De janeiro até agora, a companhia identificou quase 10,1 mil casos de fraudes na Região Metropolitana de São Paulo, que totalizaram 1,3 bilhão de litros de água consumidos, porém não registrados nas contas de águas.
Por mês, o montante abasteceria 91 mil residências com três moradores. Ou seja, daria para fornecer água para até 270 mil pessoas, população equivalente a uma cidade do tamanho de Barueri.
Para os fraudadores identificados, a Sabesp cobra pelo que foi desviado, recuperando a água fornecida e não paga.

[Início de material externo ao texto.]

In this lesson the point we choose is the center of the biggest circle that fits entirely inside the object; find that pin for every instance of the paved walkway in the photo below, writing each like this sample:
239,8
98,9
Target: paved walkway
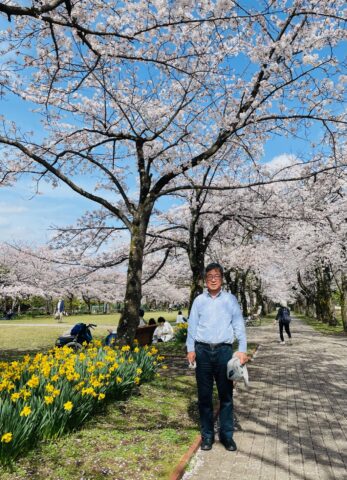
292,419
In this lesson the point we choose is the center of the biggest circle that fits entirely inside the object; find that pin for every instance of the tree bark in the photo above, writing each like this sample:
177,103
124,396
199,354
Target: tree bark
196,254
129,320
343,302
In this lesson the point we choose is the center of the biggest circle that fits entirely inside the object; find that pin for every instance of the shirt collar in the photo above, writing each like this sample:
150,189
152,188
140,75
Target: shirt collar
207,293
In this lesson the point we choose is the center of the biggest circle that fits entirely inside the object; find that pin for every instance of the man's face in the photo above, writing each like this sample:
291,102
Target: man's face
214,281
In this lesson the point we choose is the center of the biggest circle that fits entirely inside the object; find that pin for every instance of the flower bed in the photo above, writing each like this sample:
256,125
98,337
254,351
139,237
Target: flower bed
44,396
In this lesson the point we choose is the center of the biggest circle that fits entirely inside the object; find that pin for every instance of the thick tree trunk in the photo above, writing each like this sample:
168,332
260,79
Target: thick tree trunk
324,305
243,297
196,256
129,320
232,284
343,302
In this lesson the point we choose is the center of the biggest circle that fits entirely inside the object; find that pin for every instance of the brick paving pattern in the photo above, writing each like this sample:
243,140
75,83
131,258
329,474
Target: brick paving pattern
292,419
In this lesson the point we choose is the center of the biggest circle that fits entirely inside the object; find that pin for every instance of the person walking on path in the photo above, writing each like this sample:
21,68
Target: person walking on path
215,320
283,318
60,310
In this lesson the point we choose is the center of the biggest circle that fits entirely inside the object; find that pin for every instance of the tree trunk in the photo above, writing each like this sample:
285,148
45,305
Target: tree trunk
232,285
196,256
129,320
243,297
343,302
324,305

A fraude prejudica toda a população. Quem comete o crime não se preocupa com o desperdício, já que não vai pagar pelo alto consumo. É comum entre fraudadores deixar torneiras abertas e não consertar vazamentos. Isso se torna ainda mais grave diante da pior seca da história do Sistema Cantareira.
Para identificar o crime, a Sabesp trabalha com as equipes de caça-fraude, que acompanham o consumo e vistoriam os imóveis.
Além disso, conta com a colaboração dos próprios moradores, que podem relatar casos suspeitos pelo Disque-Denúncia (telefone 181), cuja chamada é gratuita e não exige a identificação de quem liga.
Em 2007, a Sabesp criou o Programa Corporativo de Redução de Perdas de Água, que tem recursos previstos de R$ 6 bilhões, provenientes de financiamentos via BNDES e JICA (Japan International Cooperation Agency).
Este programa prevê a troca de ligações domiciliares, hidrômetros e redes de água. Também serão pesquisados vazamentos não visíveis em 150 mil quilômetros de redes, o que equivale ao dobro de extensão de toda tubulação de distribuição de água existente em todos os 364 municípios que são operados pela companhia.
Nos últimos 10 anos, a companhia reduziu suas perdas em 6,3 m3/s, equivalentes a uma vez e meia a economia obtida com o bônus, ou ainda água suficiente para abastecer 2 milhões de pessoas.
Na Região Metropolitana de São Paulo há cidades não operadas pela Sabesp, como Guarulhos, onde o desperdício é de mais de 50%.